Starting with this address 19Xs96FQJ5mMbb7Xf7NXMDeHbsHqY1HBDM:
According to MistTrack, almost 30 BTC were transferred from the exchange to this address. It was then sent through two other addresses before landing at a third (3CA… AcW) address to begin the peeling process.
Peeling process
Looking at the flowchart below, we can see that the address (3CA…AcW) started the peeling process by sending the funds into address 1 and 2.
Address 3CA…AcW -> 30.6675
Address 1 -> 2.27 btc
Address 3 -> 0.165 btc
Address 5 -> 0.0385 btc
Address 6 -> 0.1262 btc
Address 4 -> 2.1107 btc
Address 7 -> 0.3877 btc
Address 8 -> 1.7227 btc
Address 2 28.39 btc
Following that, each address branched off into two new addresses, repeating the peeling process until it reached the designated address.
Identifying Wallets
Zooming out, we can see the hacker was very malticulate in the peeling process. Most of these funds were transferred multiple times before arriving at the designated address.

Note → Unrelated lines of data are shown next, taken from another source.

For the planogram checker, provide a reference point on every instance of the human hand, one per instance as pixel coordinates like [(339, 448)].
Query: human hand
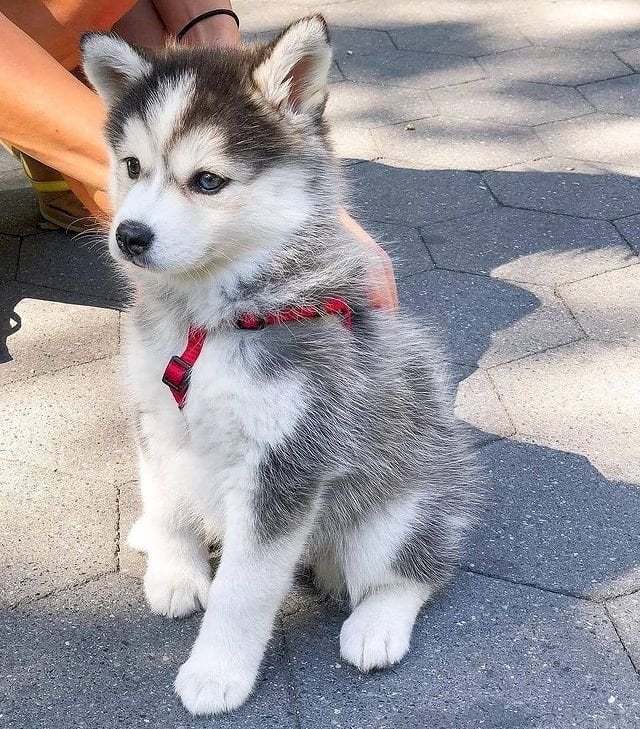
[(383, 294)]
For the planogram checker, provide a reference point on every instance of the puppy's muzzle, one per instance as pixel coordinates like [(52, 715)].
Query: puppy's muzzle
[(133, 238)]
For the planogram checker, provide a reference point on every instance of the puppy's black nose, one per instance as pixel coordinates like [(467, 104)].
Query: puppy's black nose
[(133, 238)]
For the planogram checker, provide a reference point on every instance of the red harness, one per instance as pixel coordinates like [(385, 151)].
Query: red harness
[(177, 373)]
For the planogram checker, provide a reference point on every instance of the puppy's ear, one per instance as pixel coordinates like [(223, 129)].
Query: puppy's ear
[(294, 75), (111, 64)]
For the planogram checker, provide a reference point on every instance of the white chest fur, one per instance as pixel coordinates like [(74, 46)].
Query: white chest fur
[(230, 419)]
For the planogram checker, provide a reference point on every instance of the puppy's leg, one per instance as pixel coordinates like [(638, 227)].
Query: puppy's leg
[(177, 579), (253, 577), (385, 603), (378, 632)]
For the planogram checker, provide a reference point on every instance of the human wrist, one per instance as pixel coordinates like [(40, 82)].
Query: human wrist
[(218, 29)]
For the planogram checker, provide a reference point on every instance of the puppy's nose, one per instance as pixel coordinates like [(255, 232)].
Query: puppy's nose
[(133, 238)]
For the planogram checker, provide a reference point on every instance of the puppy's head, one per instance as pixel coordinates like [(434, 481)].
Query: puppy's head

Each wallet created two additional wallets that slowly shaved off a small portion with every transfer. The funds from address 1 eventually ended up in cold storages, Wasabi wallets( Bitcoin privacy wallet), or Hydra market( Russian darknet market).
Let’s look at how the peel chain is used for larger transactions. This time we will be following this address : 1BprR3VRh8AsJVXFR8uNzzZJnyMhF1gyQE
According to the Bitcoin explorer, over 271.22 BTC was transferred to this address from the incident. Let’s see what happened next, we’ll be following the larger branch of transfers in this example as well.
Each wallet branched off into two additional wallets, peeling off a small amount with every transfer. We had to omit some transactions since there was a large number of transfers.
This process continued until it was down to about 1 btc that was deposited into Hydra Market. As you can see how one address can branch into hundreds of transactions and wallets using this method.
In the end, the peel chain technique usually contains the following characteristics:
-Usually start with a single address with stolen funds
- Continuously gets split into two new addresses, one large, one small
- Final deposits are usually cold storage, exchanges, darknet markets, or privacy wallets
Summary
Hackers frequently use the peel chain method due to its complexity. When done right, the small amounts transferred into exchanges rarely raise any red flags. This also makes it extremely difficult to track down.
Most complex and lengthy Peel Chains techniques are facilitated with programs to automate the process. However, we can also use scripts and tracking tools for situations like this. That is why we created MistTrack, an anti-money laundering tracking system under the SlowMist AML umbrella. It also contains a database of over 100,000 malicious addresses across various blockchains as reference. These tools were developed to assist exchanges, individuals, and the blockchain community to track and monitor stolen funds in real time.